I also had a gig once, research for a famous lefty author. I did everything via interlib loan. She'd give me a list of refs, I'd hunt the material down via interlibrary loan.
all library systems I've used in the u.s. say they may change you for services to photocopy journal articles, btw, but I've never had any of them charge me back when they actually had to send you a copy. These days, they just send it electronically and you pay for the copies at their machines.
University privileges to community members varies. I was surprised to learn on the old Bad Subjects list that California state libraries charge. I was used to NY. In NY, it was completely easy to get books out. contrary to ProA's worries, sometimes as a local/townie borrower, I'd get books out repeatedly and find I was the only person to ever check a book out at all. so, not likely that townie/local borrowers are going to ruin the access of students/researchers/professors! (This was back in the day when you had a paper record of who the book had been checked out to.)
NY university system (public) is also very generous to townies. If you live in the area, you can check out books and make copies of journal articles, and use their interlibrary loan services.
When I taught for state uni system in Florida, I had to pay $50 for alibrary card to have access. Townies/locals had to pay. Casual labor had to pay.
Virginia: have to pay unless you work in one of the consortium institutions. You can become an individual member of Friends of the Library for $35/yr which entitles you to books.
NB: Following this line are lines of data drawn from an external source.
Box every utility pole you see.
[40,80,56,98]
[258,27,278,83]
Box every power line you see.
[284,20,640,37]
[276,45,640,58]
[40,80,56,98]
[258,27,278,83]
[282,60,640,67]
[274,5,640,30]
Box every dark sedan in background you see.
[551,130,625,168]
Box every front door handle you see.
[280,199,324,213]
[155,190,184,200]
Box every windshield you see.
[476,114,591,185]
Good grief, this is not EXACTLY on topic, but some dude, ProAcademica, has just ripped me the proverbial new one. See the comment section
I write intermittently on this space; the comments sometimes drive me nuts. I try to be provocative sometimes, but can't believe that people can be so malicious. Maybe I am just naive.
Feel free to comment.
There is something terribly wrong about peer-reviewed scholarship and about academic publishing in general. It resembles an exclusive club of knowledge production where new knowledge is circulated among an elite group of scholars who confirm each others prejudices and biases and then pat each other on the back. In some ways, once new knowledge is produced it tends to be withheld from the general public.